Rough-Stemmed Goldenrod

(Solidago rugosa)

This species is characterized by having wrinkled, deeply toothed, feather veined leaves. These alternate along a densely hairy stem. The rough lower leaves are variable but generally are broad and taper into a margined stalk. The yellow flowers are composite with several rays surrounding a central disc. These are small and arranged along a many-branched raceme that ends in a plume-like cluster at the top of the plant. It is a great pollinator for bees.

Slender Beadgrass
(Paspalum setaceum)

This perennial grass can grow erect or from prostrate stems. It can grow to nearly three feet in length. The generally green leaf blades are flat and usually hairless to mildly hairless. Its green flowers then seed pods are borne on a panicle that may have up to six branches and be six inches in length. These seedpods are small and oval to round in shape and are lined along only one side of the stem. It grows in tufts in fields and along woodland edges.

Small White Aster
(Aster vimineus)

This is one of the many species within the Aster family. Aster is derived from the Greek and Latin words for “star” just as in asteroid. This name comes naturally from their many ray flowers around a central cluster. Small white daisy-like flowers that are crowded closely together along purple stems characterize this species. It may grow as high as five feet in fields and meadows with partial shade.

Sweet Goldenrod
(Solidago odoera)

This species of Goldenrod is characterized by having linear, alternate leaves that are parallel-veined. These leaves are slender, toothless, smooth, and show transparent dots. It can grow up to heights of six feet on smooth stems. Its flowers are borne in graceful plumes from the top of the plant. These yellow flowers have very slender yellow rays that are held erect above a composite disc. Its crushed leaves emit a sweet, anise-like odor and dried can be used as a tea.

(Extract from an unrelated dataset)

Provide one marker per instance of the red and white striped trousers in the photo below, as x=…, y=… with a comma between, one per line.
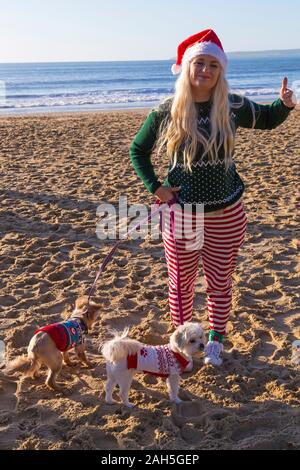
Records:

Virginia Stickseed (Beggar’s Lice)
(Hackelia virginiana)

This is a species is a biennial plant characterized by tiny whitish flowers borne along one side of a long raceme rising from a widely-branched, finely hairy, ribbed stem. Its stem leaves are elliptical or lance shaped with basal leaves being large and more ovate. These are usually absent at the time of flowering. The fruit is a round pricky bur that clings to fur or clothing aiding in its dispersal. During its first year of growth, it appears as only a basal rosette of foliage.

White Wood Aster
(Aster divaricatus)

This species is a late-summer to fall-flowering perennial emerging each year from rhizomes to form dense colonies. It exhibits three types of leaves. Basal leaves are ovate and heart shaped. Stem leaves are also ovate but have petioles that are often winged. Top leaves are generally lanceolate and sessile with no petiole. The flower heads are arranged in flat topped arrays. They are composite with white rays centered around a disc of yellow florets.

Witch Hazel
(Hamamelis virginiana)

Witch Hazel is a small deciduous shrub that grows up to about twenty feet in height. Its heavily veined leaves are oval with a wavy-toothed or shallowly lobed margin on a short petiole. Its flowers are pale to bright yellow with four ribbon-shaped petals around four central stamens and a stigma. They grow in clusters. It is a surprisingly late bloomer flowering in late fall. The flower produces a fruit which is a hard woody capsule that ejects two shiny black seeds a year later.

Yellow Foxtail Grass
(Setaria pumila)

Species of this genus have a flexible cylindrical inflorescence with many short fine hairs. If you squeeze it through your hand, it will wiggle like a wooly bear caterpillar. This species can be distinguished from the more common Chinese foxtail by several factors. First, it is a late bloomer arriving only at the end of summer. Secondly it grows erect, not nodding. Finally, its hairs are yellow not green. Like others of its species, it produces abundant seeds fed on by many birds.